Value Function Iteration with a GPU
Software
The software is hosted at GitHub: VFI Repository Page.

The recommended method of obtaining the software is by cloning the repository with Git. Otherwise, a ZIP archive can be downloaded from the repository page.

The repository contains several different implementations of the problem described in the next section:

• Single-threaded, sequential C++, making use of the Eigen template library for linear algebra computations.
• Single-threaded, sequential Matlab.

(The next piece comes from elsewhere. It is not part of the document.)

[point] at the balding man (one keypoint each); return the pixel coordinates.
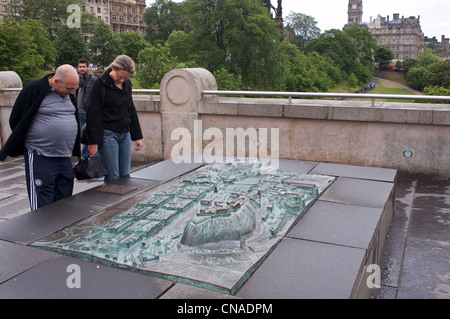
(45, 129)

This is done to compare with what the majority of economists would use to solve the problem.
• Thrust, using the OpenMP backend to solve the problem in parallel on several CPU cores.
• Thrust, using the CUDA backend to solve the problem in parallel on the GPU.
• CUDA C.

The side-by-side implementations allow users to learn the basics of massively parallel programming by comparing code with familiar benchmarks (Matlab or sequential C++).

Problem Description

Aldrich et al. (2011) solves a neoclassical growth model wih value function iteration (VFI) on a GPU. The basic problem is summarized by the optimization problem $$V(K,Z) = \max_c \left\{ \frac{C^{1-\gamma}}{1-\gamma} + \beta \mathbb{E}[V(K',Z')|Z]\right\} \label{bellman}$$ subject to \begin{align} K' & = Z K^{\alpha} + (1-\delta) K - C \label{rc} \\ \log(Z') & = \rho \log(Z) + \varepsilon, \text{ where } \varepsilon \sim \mathcal{N}(0,\sigma^2). \label{tfp} \end{align} The state variables in this problem are capital, $K$, and total factor of productivity (TFP), $Z$.

Algorithm

The VFI software solves the problem with the following algorithm.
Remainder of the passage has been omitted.